Page 10. _Come, my White-head, let our Muses._

This was written by SIR SIMEON STEWARD, or Stewart. The numbers 1 and 2 of our text are twice incorrect in original, viz. the 10th and 14th verses, each assigned to 1 (Red-head), whereas they certainly belong to 2 (White-head). From third verse the figure “1” has unfortunately dropt in printing. By aid of Addit. MS. No. 11, 811, p. 36, we are enabled to correct a few other errors, some being gross corruptions of sense; although, as a general rule, regarding poems that had appeared in print, the private MS. versions abound with blunders of the transcriber, additional to those of the original printer. It is, in the MS., entitled “A Dialogue between _Pyrrotrichus_ and _Leucothrix_,” the latter taking verses 2, 4, 6, 8, 10, 12, and the final verse, 14 (marked _Leuc_). His earliest verse reads, in the MS., “_And higher, Rufus_, who would pass; were _some_; 3rd. v. ’Tis _this_ that; 6th. The Roman _King who_; be _lopt_; Ruddy _pates_; 8th v. Red like _unto_; _colour_; 9th. _Nay_ if; doth _beare_ no; side _looks_ as fair; other _doth_ my; bear _my_ [?]; 10th. _Therefore_, methinks; Besides, _of_ all the; 12th. N.B.—Yet _what thy head must buy with_ yeares, Crosses; That _hath_ nature _giv’n_; 13th, be _two_ friendly peeres; let us _joyn_; make _one_ beauteous; 14th, [_Leucothrix_.] We _joyn’d_ our heads; beat them _to heart_ [i.e. to boot]; Was _just_ but; _of_ our head.” In the Reresby Memoirs, we believe, is mention of an ancestress, who, about 1619, married this (?) “Sir Simeon Steward.”

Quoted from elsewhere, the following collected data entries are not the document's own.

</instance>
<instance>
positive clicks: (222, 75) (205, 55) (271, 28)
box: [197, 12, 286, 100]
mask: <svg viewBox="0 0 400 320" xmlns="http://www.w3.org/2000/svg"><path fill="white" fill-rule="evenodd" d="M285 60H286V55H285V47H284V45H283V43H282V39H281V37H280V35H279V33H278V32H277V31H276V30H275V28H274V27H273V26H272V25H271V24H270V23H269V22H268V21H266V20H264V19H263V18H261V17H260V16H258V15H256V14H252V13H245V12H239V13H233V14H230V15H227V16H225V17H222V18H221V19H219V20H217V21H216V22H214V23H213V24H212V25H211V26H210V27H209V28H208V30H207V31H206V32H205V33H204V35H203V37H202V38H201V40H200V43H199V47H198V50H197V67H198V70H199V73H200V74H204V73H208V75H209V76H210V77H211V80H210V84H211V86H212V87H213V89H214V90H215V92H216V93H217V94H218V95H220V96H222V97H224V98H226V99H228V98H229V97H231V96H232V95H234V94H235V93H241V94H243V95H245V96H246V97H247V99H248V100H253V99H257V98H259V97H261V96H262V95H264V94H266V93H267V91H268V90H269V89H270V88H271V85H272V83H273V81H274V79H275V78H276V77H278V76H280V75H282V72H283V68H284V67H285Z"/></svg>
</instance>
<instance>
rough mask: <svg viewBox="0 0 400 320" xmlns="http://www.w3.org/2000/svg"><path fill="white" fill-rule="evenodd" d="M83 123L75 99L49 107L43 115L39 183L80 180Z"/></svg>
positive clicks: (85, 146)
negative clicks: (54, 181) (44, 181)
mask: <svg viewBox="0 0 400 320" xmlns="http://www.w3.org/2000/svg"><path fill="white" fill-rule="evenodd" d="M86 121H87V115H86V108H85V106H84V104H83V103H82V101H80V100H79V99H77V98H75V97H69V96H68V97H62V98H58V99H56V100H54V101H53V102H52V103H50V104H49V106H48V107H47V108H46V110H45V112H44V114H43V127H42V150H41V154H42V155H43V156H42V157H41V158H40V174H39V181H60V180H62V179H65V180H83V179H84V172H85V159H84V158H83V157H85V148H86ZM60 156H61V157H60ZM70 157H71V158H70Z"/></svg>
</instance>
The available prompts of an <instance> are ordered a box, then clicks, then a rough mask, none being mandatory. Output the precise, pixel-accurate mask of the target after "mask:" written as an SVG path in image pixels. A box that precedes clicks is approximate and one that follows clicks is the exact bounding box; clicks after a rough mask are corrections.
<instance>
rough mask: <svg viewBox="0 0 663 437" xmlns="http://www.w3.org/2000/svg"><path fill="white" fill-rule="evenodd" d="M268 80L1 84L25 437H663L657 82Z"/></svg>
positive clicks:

Page 15. _A Stranger coming to the town._

In Wm. Hickes his _Oxford Drollery_, 1671, in Part 3rd, (“Poems made at Oxford, long since”), p. 157, this Epigram appears, with variations. The second verse reads: _But being there a little while,_ || _He met with one so right_ || _That upon the ~French~ Disease_ || _It was his chance to light._ The final couplet is:—_The ~French-man’s~ Arms are the sign without,_ || _But the ~French-man’s~ harms are within._

Throughout the first half of the Seventeenth century the abundance of Epigrams produced is enormous; whole volumes of them, divided into Books, like J. Heywood’s, being issued by poets of whom nothing else is known, except the name, unless Anthony à Wood has fortunately preserved some record. These have not been systematically examined, as they deserve to be. Amid much rubbish good things lie hid. Perhaps the Editor may have more to say on them hereafter. Meanwhile, take this, by Robert Hayman, as alike a specimen and a summary:—

To the Reader:

Sermons and Epigrams have a like end, To improve, to reprove, and to amend: Some passe without this vse, ’cause they are witty; And so doe many Sermons, more’s the pitty.